Esas No: 2021/10838
Karar No: 2022/5476
Karar Tarihi: 24.03.2022
Yargıtay 5. Hukuk Dairesi 2021/10838 Esas 2022/5476 Karar Sayılı İlamı
Özet:
Trabzon Bölge Adliye Mahkemesi 2. Hukuk Dairesi tarafından görülen bir davada, kamulaştırmasız el atılma sonucu üzerinden enerji nakil hattı geçirilen taşınmazın irtifak hakkı karşılığının tahsili istenmiştir. İlk derece mahkemesince davanın kabulüne karar verildiği ancak davalı idare vekili tarafından yapılan istinaf başvurusu sonucu, hak düşürücü süre nedeniyle davanın usulden reddine karar verilmiştir. Dava konusu taşınmazın kadastro tespitin 01.06.2009 tarihinde kesinleştiği ve 10 yıllık hak düşürücü süre geçtikten sonra davanın açıldığı anlaşılmıştır. Bu nedenle, HMK'nın 353/1-b-2 maddesi uyarınca davanın usulden reddine karar verilmesi gerektiği sonucuna varılmıştır. Karar temyiz edilmiş ancak temyiz itirazları yerinde bulunmadığından kararın ONANMASINA karar verilmiş ve temyiz harcının Hazineye irad kaydedilmesi hüküm altına alınmıştır. Kanun maddeleri olarak da 3402 sayılı Kadastro Kanunu'nun 12/3. maddesi ve HMK'nın 353/1-b-2 ve 370. maddeleri gösterilmiştir.
"İçtihat Metni"
MAHKEMESİ : Trabzon Bölge Adliye Mahkemesi 2. Hukuk Dairesi
Taraflar arasında görülen davanın yapılan yargılaması sonucunda; ilk derece mahkemesince verilen kararın istinaf incelemesi üzerine bölge adliye mahkemesinin yukarıda gün ve sayıları yazılı hükmünün Yargıtay’ca incelenmesi davacı vekilince istenilmiş olmakla, dosyadaki belgeler okunup uyuşmazlık anlaşıldıktan sonra gereği görüşülüp düşünüldü:
- K A R A R -
Dava, kamulaştırmasız el atılarak üzerinden enerji nakil hattı geçirilen taşınmazın irtifak hakkı karşılığının tahsili istemine ilişkindir.

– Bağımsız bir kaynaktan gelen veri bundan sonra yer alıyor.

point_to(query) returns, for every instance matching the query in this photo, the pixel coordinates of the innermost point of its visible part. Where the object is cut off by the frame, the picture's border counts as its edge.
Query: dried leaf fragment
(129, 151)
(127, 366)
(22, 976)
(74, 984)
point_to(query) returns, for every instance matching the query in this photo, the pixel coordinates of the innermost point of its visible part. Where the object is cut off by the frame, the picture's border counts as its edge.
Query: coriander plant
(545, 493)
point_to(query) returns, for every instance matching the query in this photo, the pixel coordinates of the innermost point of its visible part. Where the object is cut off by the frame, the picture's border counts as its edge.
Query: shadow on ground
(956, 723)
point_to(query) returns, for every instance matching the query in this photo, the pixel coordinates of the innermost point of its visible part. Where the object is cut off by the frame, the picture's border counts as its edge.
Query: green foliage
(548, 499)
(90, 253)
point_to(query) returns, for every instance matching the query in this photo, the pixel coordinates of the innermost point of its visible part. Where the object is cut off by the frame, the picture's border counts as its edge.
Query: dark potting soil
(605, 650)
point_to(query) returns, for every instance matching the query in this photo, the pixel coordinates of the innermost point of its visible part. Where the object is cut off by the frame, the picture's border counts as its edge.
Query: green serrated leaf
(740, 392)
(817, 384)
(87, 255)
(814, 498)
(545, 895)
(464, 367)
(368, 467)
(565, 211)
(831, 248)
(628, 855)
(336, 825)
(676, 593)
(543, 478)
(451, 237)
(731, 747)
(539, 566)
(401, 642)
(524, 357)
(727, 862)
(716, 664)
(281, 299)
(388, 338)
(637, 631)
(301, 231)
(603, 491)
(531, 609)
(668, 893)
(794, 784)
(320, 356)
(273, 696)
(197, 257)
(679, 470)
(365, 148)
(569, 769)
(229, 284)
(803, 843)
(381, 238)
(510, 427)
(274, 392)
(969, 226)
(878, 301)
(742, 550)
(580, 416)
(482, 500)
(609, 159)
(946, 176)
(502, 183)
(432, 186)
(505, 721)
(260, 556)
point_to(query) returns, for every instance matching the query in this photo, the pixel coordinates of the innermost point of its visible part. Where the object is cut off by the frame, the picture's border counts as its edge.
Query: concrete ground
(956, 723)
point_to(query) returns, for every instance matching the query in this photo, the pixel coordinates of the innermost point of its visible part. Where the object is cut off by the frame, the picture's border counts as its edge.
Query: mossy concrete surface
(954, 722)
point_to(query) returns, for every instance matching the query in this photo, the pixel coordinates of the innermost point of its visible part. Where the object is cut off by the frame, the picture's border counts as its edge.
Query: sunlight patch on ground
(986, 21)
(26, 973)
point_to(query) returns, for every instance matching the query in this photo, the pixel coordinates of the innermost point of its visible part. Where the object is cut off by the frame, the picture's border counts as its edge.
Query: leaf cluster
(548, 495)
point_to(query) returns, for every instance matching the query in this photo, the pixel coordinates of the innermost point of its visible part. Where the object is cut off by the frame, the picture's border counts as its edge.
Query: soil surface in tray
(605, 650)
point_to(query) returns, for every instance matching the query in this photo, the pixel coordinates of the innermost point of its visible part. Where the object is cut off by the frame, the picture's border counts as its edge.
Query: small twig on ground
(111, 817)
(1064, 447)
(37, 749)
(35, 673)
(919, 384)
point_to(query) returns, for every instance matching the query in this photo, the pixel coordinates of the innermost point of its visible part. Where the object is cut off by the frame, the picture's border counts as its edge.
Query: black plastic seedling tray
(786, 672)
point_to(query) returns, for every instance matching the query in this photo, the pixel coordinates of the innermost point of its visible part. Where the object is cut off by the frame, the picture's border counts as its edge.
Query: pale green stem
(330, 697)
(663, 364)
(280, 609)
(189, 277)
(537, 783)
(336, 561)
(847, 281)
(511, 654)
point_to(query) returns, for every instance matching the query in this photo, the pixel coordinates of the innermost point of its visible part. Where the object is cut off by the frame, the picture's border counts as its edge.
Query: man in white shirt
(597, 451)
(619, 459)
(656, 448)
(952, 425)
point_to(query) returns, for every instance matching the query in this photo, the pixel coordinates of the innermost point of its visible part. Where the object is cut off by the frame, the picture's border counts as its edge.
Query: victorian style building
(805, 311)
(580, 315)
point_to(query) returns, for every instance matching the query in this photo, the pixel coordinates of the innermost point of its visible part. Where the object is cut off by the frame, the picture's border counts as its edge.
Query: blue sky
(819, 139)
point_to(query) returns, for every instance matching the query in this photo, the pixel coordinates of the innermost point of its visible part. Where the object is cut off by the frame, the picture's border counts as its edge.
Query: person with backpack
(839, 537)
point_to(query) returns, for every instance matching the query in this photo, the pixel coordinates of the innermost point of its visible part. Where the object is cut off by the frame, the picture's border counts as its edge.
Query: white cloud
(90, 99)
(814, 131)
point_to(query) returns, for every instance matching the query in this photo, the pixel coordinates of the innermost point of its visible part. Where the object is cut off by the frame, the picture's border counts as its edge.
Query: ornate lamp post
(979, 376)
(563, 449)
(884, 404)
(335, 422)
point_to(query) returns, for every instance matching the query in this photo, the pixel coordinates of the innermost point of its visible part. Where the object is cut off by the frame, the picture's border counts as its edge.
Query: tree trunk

İlk derece mahkemesince davanın kabulüne ilişkin olarak verilen karara karşı davalı idare vekili tarafından yapılan istinaf başvurusunun kabulü ile Trabzon Bölge Adliye Mahkemesi 2. Hukuk Dairesi'nce 6100 sayılı HMK’nın 353/1-b-2 maddesi uyarınca hak düşürücü süre nedeniyle davanın usulden reddine ilişkin yeniden esas hakkında hüküm kurulmuş; karar, davacı vekilince temyiz edilmiştir.
Dosyada bulunan kanıt ve belgelere, kararın dayandığı gerekçelere göre; 3402 sayılı Kadastro Kanunu'nun 12/3. maddesindeki "Bu tutanaklarda belirtilen haklara, sınırlandırma ve tespitlere ait tutanakların kesinleştiği tarihten itibaren 10 yıl geçtikten sonra kadastrodan önceki hukuki sebeplere dayanarak itiraz olunamaz ve dava açılamaz." maddesi dikkate alındığında dava konusu taşınmazın kadastro tespitinin 01.06.2009 tarihinde kesinleştiği, 10 yıllık hak düşürücü süre geçtikten sonra eldeki davanın açıldığı anlaşıldığından, ilk derece mahkemesinden verilen karara karşı yapılan istinaf başvurusunun kabulü ile HMK'nın 353/1-b-2 maddesi uyarınca davanın usulden reddine karar verilmesinde bir isabetsizlik görülmemiştir.
Davacı vekilinin temyiz itirazları yerinde olmadığından usul ve yasaya uygun olan hükmün HMK'nın 370. maddesi gereğince ONANMASINA, davacı idareden peşin alınan temyiz harcının Hazineye irad kaydedilmesine, 24/03/2022 gününde oybirliğiyle karar verildi.